Nothing in sections 198.401 to 198.436 shall be deemed to affect
or in any way limit the tax-exempt or nonprofit status of any nursing
facility granted by state law. (L. 1994 H.B. 1362 § 9)

Expires 9-30-06



The department of social services shall make payments to those
nursing facilities that have a valid Medicaid provider agreement with the
department. Any per diem rate, or its equivalent, used to compute such
payments shall be equal to or greater than the nursing facility's per
diem rate in effect on January 1, 1994, for those facilities with a
permanent rate established in accordance with regulations promulgated by
the department of social services. Those nursing facilities without a
permanent rate or with an interim rate as of January 1, 1994, will be
subject to having their permanent rate established in accordance with
regulations promulgated by the department of social services in effect on
January 1, 1994. Once the permanent rate is established, any per diem
rate, or its equivalent, used to compute such payments shall be equal to
or greater than the permanent rate established according to regulations
in effect on January 1, 1994. The nursing facility reimbursement
allowance shall not be used to supplant, and shall be in addition to,
general revenue payments to nursing facilities. (L. 1994 H.B. 1362 § 10)

Expires 9-30-06



If the division of family services is unable to make a
determination regarding Medicaid eligibility for a resident within sixty
days of the submission of a completed application for medical assistance
for nursing facility services, the patient shall be Medicaid eligible
until the application is approved or denied. However, in no event shall
benefits be construed to commence prior to the date of application. (L.
2003 S.B. 556 & 311)

Expires 9-30-06



The requirements of sections 198.401 to 198.433 shall apply only
as long as the revenues generated under section 198.401 are eligible for
federal financial participation as provided in sections 198.401 to
198.433 and payments are made pursuant to the provisions of section
198.401. For the purpose of this section, "federal financial
participation" is the federal government's share of Missouri's
expenditures under the Medicaid program. Notwithstanding anything in this
section to the contrary, in the event federal financial participation is
either denied, discontinued, reduced in excess of five percent per year
or no longer available for the revenues generated under section 198.401,
the director of the department of social services shall cause
disbursement of all funds held in the nursing facility reimbursement
allowance fund to be made to all nursing facilities in accordance with
regulations promulgated by the department of social services, along with
a full accounting of such disbursements, within forty-five days of
receipt of notice thereof by the department of social services. (L. 1994
H.B. 1362 § 11)

Expires 9-30-06



The nursing home reimbursement allowance provided in section
198.401 shall not be imposed prior to the effective date of rules and
regulations promulgated by the department of social services, but in no
event prior to October 1, 1994. (L. 1994 H.B. 1362 § 12)

Expires 9-30-06



No regulations implementing sections 198.401 to 198.436 may be
filed with the secretary of state without first being provided to
interested parties registered on a list of such parties to be maintained
by the director of the department of social services. Regulations must be
provided to all interested parties seventy-two hours prior to being filed
with the secretary of state. No rule or portion of a rule promulgated
under the authority of sections 198.401 to 198.436 shall become effective
unless it has been promulgated pursuant to the provisions of section
536.024, RSMo. (L. 1994 H.B. 1362 § 13, A.L. 1995 S.B. 3)

Expires 9-30-06



Sections 198.401 to 198.436 shall expire on September 30, 2006.
(L. 1994 H.B. 1362 § 14, A.L. 1996 S.B. 952, A.L. 1999 S.B. 326, A.L.
2002 H.B. 1781 merged with S.B. 1094, A.L. 2005 S.B. 189)

Effective 5-13-05



Sections 198.500 to 198.515 shall be known and may be cited as
the "Alzheimer's Special Care Disclosure Act". (L. 1996 H.B. 781 § 1)

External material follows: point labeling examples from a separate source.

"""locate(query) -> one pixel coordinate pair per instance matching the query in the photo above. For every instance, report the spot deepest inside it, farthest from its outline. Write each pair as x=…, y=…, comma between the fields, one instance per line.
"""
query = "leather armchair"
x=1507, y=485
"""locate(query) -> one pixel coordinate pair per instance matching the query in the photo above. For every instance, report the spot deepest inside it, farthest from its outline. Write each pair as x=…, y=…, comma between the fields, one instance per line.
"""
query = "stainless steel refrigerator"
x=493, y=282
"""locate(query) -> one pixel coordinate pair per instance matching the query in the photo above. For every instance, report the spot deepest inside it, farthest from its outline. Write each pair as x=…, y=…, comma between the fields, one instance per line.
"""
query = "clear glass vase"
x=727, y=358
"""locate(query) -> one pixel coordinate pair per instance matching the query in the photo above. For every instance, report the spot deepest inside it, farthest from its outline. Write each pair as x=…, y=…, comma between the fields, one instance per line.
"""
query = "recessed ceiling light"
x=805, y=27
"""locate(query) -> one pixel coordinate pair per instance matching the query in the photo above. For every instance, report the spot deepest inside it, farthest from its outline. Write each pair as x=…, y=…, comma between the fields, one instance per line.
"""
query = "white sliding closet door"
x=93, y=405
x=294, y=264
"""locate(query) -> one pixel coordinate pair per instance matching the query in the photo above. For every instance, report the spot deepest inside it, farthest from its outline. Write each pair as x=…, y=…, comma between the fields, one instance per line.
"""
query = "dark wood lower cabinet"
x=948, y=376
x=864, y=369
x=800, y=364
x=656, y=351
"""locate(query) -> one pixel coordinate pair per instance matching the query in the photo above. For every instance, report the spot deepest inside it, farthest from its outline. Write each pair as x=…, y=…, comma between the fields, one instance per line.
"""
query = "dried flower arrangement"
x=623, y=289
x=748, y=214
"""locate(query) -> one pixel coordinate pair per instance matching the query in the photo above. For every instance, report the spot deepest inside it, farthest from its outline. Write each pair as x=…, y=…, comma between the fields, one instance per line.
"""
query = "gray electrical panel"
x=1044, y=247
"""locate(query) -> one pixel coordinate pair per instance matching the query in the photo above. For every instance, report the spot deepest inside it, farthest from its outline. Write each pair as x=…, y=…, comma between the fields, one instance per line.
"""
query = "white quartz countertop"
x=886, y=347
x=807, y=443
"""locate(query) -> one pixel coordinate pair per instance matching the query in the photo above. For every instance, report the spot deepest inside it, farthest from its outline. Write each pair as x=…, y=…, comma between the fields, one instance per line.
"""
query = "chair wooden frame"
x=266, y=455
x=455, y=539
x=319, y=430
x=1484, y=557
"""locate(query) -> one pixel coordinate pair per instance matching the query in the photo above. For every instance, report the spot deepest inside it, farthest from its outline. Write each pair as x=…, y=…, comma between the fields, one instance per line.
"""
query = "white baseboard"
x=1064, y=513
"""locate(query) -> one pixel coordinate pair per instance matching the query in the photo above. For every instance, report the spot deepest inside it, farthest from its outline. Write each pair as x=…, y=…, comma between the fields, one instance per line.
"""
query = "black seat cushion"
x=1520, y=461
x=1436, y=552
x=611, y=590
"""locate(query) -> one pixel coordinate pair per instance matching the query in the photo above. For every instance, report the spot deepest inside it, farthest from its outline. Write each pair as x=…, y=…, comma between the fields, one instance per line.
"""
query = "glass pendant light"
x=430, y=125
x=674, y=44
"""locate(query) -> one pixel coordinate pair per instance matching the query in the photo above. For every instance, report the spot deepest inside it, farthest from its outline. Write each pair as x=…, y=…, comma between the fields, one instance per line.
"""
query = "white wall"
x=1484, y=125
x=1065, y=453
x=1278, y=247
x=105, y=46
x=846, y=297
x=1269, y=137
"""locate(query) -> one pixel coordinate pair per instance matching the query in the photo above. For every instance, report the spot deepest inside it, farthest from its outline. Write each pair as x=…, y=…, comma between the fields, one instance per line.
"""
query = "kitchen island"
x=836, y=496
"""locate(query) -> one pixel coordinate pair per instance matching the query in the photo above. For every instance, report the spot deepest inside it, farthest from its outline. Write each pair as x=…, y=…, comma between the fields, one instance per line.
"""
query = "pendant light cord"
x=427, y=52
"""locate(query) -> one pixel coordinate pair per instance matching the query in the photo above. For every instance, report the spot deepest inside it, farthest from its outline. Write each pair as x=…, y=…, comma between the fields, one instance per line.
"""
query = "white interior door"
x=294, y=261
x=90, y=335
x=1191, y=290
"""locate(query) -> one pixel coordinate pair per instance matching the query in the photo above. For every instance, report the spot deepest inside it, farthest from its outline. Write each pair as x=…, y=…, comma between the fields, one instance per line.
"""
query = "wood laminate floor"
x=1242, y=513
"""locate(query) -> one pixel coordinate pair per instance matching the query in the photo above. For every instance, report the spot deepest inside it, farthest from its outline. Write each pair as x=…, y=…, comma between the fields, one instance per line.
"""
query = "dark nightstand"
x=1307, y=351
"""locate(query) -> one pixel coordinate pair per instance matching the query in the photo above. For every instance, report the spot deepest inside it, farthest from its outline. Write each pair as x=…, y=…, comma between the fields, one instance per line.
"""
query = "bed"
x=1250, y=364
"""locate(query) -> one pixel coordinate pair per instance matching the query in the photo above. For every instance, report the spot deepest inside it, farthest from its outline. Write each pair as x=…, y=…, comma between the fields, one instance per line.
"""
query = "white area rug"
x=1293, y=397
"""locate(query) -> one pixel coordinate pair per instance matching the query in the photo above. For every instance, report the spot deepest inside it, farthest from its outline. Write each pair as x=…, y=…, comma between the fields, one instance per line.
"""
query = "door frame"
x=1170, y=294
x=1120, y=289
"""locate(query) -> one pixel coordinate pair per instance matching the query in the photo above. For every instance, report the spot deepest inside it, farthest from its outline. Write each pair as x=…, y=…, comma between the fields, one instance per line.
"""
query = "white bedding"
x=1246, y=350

For the purposes of sections 198.500 to 198.515, "Alzheimer's
special care unit" or "Alzheimer's special care program" means any
facility as defined in section 198.006, or any home health agency, adult
day care center, hospice or adult foster home that locks, secures,
segregates or provides a special program or special unit for residents
with a diagnosis of probable Alzheimer's disease or a related disorder,
to prevent or limit access by a resident outside the designated or
separated area; and that advertises, markets or otherwise promotes the
facility as providing specialized Alzheimer's or dementia care services.
(L. 1996 H.B. 781 § 2)



1. Any facility which offers to provide or provides care for
persons with Alzheimer's disease by means of an Alzheimer's special care
unit or Alzheimer's special care program shall be required to disclose
the form of care or treatment provided that distinguishes that unit or
program as being especially applicable, or suitable for persons with
Alzheimer's or dementia. The disclosure shall be made to the department
which licenses the facility, agency or center giving the special care. At
the time of admission of a patient requiring treatment rendered by the
Alzheimer's special care program, a copy of the disclosure made to the
department shall be delivered by the facility to the patient and the
patient's next of kin, designee, or guardian. The licensing department
shall examine all such disclosures in the department's records and verify
the information on the disclosure for accuracy as part of the facility's
regular license renewal procedure.

2. The department of social services and the department of health and
senior services shall develop a single disclosure form to be completed by
the facility, agency or center giving the special care. The information
required to be disclosed by subsection 1 of this section on this form
shall include, if applicable, an explanation of how the care is different
from the rest of the facility in the following areas:

(1) The Alzheimer's special care unit's or program's written statement of
its overall philosophy and mission which reflects the need of residents
afflicted with dementia;

(2) The process and criteria for placement in, transfer or discharge
from, the unit or program;

(3) The process used for assessment and establishment of the plan of care
and its implementation, including the method by which the plan of care
evolves and is responsive to changes in condition;

(4) Staff training and continuing education practices;

(5) The physical environment and design features appropriate to support
the functioning of cognitively impaired adult residents;

(6) The frequency and types of resident activities;

(7) The involvement of families and the availability of family support
programs;

(8) The costs of care and any additional fees; and

(9) Safety and security measures. (L. 1996 H.B. 781 § 3)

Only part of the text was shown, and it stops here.